Wie wird man eigentlich Stuttgarter? Man ist, woher man kommt

Von oben sehen alle irgendwie gleich aus: Touristen genauso wie Einheimische. Die Luftaufnahme zeigt den Fernsehturm in Stuttgart. Foto: dpa

Egal, ob Hedelfingen, „oben“ in der Villa auf dem Hasenberg oder Ouagadougou: Andauernd will jemand wissen, woher man wirklich herkommt. Wirklich?

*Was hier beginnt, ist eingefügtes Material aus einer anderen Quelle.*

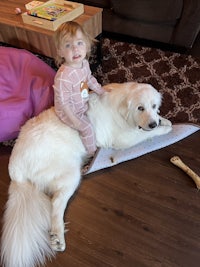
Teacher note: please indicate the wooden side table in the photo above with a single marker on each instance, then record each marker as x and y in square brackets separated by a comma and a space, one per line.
[35, 39]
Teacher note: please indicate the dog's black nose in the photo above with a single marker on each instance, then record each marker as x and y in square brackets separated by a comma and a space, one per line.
[152, 125]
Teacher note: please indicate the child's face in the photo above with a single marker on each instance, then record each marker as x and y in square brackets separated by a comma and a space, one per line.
[74, 50]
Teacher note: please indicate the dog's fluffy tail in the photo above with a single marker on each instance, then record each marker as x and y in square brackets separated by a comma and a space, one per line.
[25, 237]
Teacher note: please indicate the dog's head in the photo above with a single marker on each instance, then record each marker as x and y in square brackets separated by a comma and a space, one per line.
[140, 106]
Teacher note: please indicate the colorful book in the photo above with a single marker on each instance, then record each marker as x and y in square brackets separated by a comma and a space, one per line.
[50, 11]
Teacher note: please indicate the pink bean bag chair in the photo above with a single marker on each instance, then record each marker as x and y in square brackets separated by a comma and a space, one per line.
[25, 89]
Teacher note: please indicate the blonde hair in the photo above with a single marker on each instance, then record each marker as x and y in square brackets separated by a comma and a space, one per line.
[67, 31]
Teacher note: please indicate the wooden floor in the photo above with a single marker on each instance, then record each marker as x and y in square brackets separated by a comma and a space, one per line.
[141, 213]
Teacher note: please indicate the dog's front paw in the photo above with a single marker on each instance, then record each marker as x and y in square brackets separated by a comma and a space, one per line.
[57, 244]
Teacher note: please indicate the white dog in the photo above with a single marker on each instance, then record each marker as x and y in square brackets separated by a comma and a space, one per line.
[45, 167]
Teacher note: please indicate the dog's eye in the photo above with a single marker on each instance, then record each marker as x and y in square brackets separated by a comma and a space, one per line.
[154, 106]
[141, 108]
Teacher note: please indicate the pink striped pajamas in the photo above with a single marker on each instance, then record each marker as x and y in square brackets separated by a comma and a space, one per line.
[71, 100]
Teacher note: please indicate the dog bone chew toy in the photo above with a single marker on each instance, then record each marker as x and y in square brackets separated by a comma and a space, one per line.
[179, 163]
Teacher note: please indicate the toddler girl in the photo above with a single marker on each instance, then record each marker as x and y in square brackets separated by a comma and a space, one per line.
[73, 81]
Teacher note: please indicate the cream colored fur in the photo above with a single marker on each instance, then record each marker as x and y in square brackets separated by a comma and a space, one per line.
[46, 161]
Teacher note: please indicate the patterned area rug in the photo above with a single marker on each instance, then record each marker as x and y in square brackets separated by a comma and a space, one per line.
[175, 75]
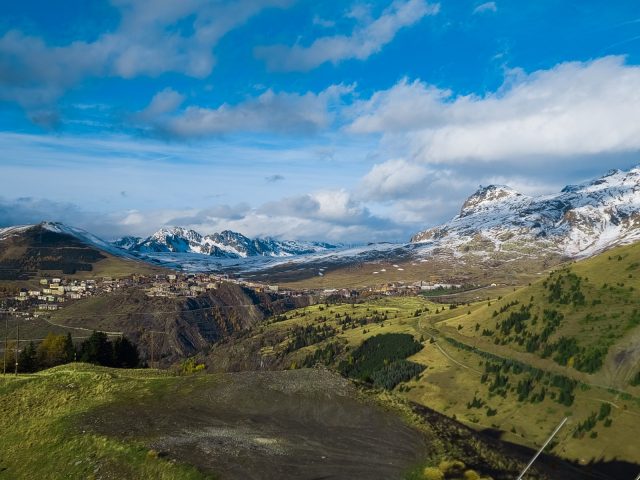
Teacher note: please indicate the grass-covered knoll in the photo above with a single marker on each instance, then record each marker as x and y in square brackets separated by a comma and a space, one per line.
[322, 333]
[584, 316]
[41, 438]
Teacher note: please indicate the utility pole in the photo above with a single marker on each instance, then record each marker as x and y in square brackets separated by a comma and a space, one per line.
[152, 345]
[6, 343]
[17, 343]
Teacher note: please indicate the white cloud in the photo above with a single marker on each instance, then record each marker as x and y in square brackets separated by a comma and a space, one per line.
[269, 112]
[368, 37]
[148, 41]
[574, 109]
[393, 179]
[165, 101]
[486, 7]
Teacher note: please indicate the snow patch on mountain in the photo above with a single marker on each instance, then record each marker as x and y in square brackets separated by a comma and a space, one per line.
[579, 221]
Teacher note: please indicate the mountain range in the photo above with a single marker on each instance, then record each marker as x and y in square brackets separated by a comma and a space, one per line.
[226, 244]
[579, 221]
[496, 224]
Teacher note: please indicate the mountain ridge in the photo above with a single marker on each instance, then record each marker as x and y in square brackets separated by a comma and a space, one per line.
[579, 221]
[225, 244]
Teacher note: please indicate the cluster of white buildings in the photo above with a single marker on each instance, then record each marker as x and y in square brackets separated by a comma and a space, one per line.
[54, 291]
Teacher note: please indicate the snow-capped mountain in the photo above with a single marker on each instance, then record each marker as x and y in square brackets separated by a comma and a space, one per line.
[226, 244]
[579, 221]
[127, 242]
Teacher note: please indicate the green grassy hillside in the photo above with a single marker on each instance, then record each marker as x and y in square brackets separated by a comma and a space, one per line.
[565, 345]
[584, 316]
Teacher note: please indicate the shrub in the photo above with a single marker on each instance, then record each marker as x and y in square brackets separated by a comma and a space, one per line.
[432, 473]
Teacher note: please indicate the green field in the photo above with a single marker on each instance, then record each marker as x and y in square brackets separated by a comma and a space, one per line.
[41, 437]
[495, 384]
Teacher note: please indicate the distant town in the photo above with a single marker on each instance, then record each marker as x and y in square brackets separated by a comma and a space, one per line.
[55, 292]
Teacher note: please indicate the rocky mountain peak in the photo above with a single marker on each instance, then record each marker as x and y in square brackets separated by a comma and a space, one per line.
[488, 197]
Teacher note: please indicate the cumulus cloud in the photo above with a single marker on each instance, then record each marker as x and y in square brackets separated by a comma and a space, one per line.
[148, 41]
[486, 7]
[367, 38]
[274, 178]
[394, 179]
[325, 215]
[278, 112]
[573, 109]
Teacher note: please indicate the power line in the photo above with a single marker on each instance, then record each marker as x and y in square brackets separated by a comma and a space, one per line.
[542, 448]
[6, 340]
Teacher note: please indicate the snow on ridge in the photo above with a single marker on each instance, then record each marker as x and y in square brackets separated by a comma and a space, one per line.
[578, 221]
[223, 244]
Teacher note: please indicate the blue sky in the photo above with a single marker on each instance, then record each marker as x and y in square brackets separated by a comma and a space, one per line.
[343, 121]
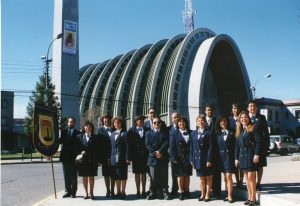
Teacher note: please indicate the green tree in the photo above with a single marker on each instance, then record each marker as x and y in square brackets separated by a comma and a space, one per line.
[39, 97]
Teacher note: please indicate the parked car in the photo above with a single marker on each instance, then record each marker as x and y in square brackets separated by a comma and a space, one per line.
[285, 144]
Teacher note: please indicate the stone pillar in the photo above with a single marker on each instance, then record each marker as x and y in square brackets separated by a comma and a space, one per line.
[65, 67]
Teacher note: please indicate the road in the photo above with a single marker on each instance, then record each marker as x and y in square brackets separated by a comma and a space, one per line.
[26, 184]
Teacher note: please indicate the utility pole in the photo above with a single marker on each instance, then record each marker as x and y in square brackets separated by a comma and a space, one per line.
[188, 16]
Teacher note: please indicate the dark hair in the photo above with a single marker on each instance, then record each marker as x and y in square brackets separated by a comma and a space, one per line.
[88, 123]
[139, 117]
[252, 102]
[210, 106]
[71, 118]
[117, 119]
[239, 125]
[151, 108]
[218, 126]
[106, 116]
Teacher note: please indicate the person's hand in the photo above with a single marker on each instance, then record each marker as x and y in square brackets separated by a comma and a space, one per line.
[157, 154]
[236, 163]
[256, 159]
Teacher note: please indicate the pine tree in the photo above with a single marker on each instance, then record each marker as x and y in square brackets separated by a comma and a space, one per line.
[38, 97]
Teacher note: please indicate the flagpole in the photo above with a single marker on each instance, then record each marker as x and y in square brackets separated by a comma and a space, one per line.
[53, 177]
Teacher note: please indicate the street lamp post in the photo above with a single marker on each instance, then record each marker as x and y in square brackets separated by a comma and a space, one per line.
[253, 87]
[47, 61]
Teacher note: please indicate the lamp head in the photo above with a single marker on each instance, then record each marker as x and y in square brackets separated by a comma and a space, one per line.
[268, 75]
[59, 36]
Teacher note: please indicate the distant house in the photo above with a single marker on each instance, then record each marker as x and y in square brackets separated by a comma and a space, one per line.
[7, 117]
[282, 117]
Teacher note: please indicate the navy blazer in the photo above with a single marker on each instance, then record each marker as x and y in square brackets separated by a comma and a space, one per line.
[157, 142]
[69, 148]
[119, 149]
[261, 126]
[136, 144]
[179, 148]
[104, 138]
[147, 124]
[247, 145]
[200, 150]
[226, 151]
[91, 148]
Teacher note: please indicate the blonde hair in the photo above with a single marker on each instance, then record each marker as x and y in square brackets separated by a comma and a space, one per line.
[239, 126]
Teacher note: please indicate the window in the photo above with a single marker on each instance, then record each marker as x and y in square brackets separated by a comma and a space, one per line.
[270, 115]
[276, 116]
[3, 104]
[297, 114]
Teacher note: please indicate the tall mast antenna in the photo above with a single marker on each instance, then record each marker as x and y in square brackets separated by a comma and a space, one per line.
[188, 16]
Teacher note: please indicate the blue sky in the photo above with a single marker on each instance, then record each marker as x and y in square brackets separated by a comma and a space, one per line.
[266, 32]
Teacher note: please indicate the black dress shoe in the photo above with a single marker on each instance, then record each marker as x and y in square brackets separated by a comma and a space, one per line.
[201, 199]
[187, 195]
[151, 196]
[181, 196]
[207, 200]
[166, 196]
[66, 195]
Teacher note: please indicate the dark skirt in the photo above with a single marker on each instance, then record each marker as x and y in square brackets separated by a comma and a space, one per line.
[183, 170]
[203, 172]
[119, 172]
[105, 169]
[139, 166]
[262, 161]
[87, 170]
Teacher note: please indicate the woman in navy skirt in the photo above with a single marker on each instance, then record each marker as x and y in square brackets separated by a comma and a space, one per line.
[138, 154]
[247, 153]
[89, 148]
[179, 155]
[118, 159]
[201, 157]
[226, 145]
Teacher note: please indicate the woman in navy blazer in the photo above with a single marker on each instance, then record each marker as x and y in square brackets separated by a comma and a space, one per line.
[118, 159]
[179, 155]
[138, 154]
[89, 148]
[226, 146]
[247, 153]
[201, 156]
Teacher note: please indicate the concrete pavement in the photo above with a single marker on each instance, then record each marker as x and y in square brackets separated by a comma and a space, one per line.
[280, 186]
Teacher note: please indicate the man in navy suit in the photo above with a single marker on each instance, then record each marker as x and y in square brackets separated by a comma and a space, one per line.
[104, 133]
[68, 154]
[260, 126]
[211, 121]
[149, 122]
[172, 130]
[158, 158]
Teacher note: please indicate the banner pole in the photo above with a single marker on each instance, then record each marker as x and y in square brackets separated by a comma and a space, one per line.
[53, 177]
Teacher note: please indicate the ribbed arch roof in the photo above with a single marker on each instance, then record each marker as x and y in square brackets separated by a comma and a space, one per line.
[85, 77]
[110, 90]
[87, 92]
[157, 72]
[187, 51]
[180, 74]
[127, 80]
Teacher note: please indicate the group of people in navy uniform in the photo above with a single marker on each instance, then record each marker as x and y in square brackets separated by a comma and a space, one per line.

Bauen/Wohnen: Tomo Pavlovic (pav)

Stuttgart - Leider wird einem die Frage, woher man herkomme, tendenziell zu häufig gestellt. Hat man keine auffälligen äußeren Merkmale, etwa einen dunkleren Teint oder ein drittes Auge, die einen als Fremden oder Freak brandmarken (oder beides), ist es eventuell der slawische Nachname, der Interesse weckt. „Ja, wo kommen Sie denn her?“, wird man oft angeföhnt, was nicht böse gemeint ist, aber als Einleitung zum fluffigen Smalltalk im Theaterfoyer untauglich ist. Die empfehlenswerte Gegenfrage könnte in solchen Augenblicken lauten: „Und selbst?“ Oder man antwortet keck: „Komme gerade aus dem Parkhaus“. Oder: „Aus der Cannstatter Kurve.“

 

Egal, ob Hedelfingen oder Ouagadougou

Man darf diese Fangfragen aber auch nicht auf die ganz leichte Schulter nehmen; die gebürtigen Hallschläger oder Zuffenhausener können davon sicher ein Liedchen singen. Nicht selten entscheidet ja die Herkunft eines Menschen über sein späteres Schicksal, was absurd ist. In einer angeblichen Leistungsgesellschaft sollte die Frage, ob man nun in Kopenhagen oder in Ouagadougou, „oben“ in der Villa auf dem Hasenberg oder „unten“ hinterm Gemüsemarkt in Hedelfingen gezeugt wurde, keine erhebliche Rolle spielen. Tut es aber.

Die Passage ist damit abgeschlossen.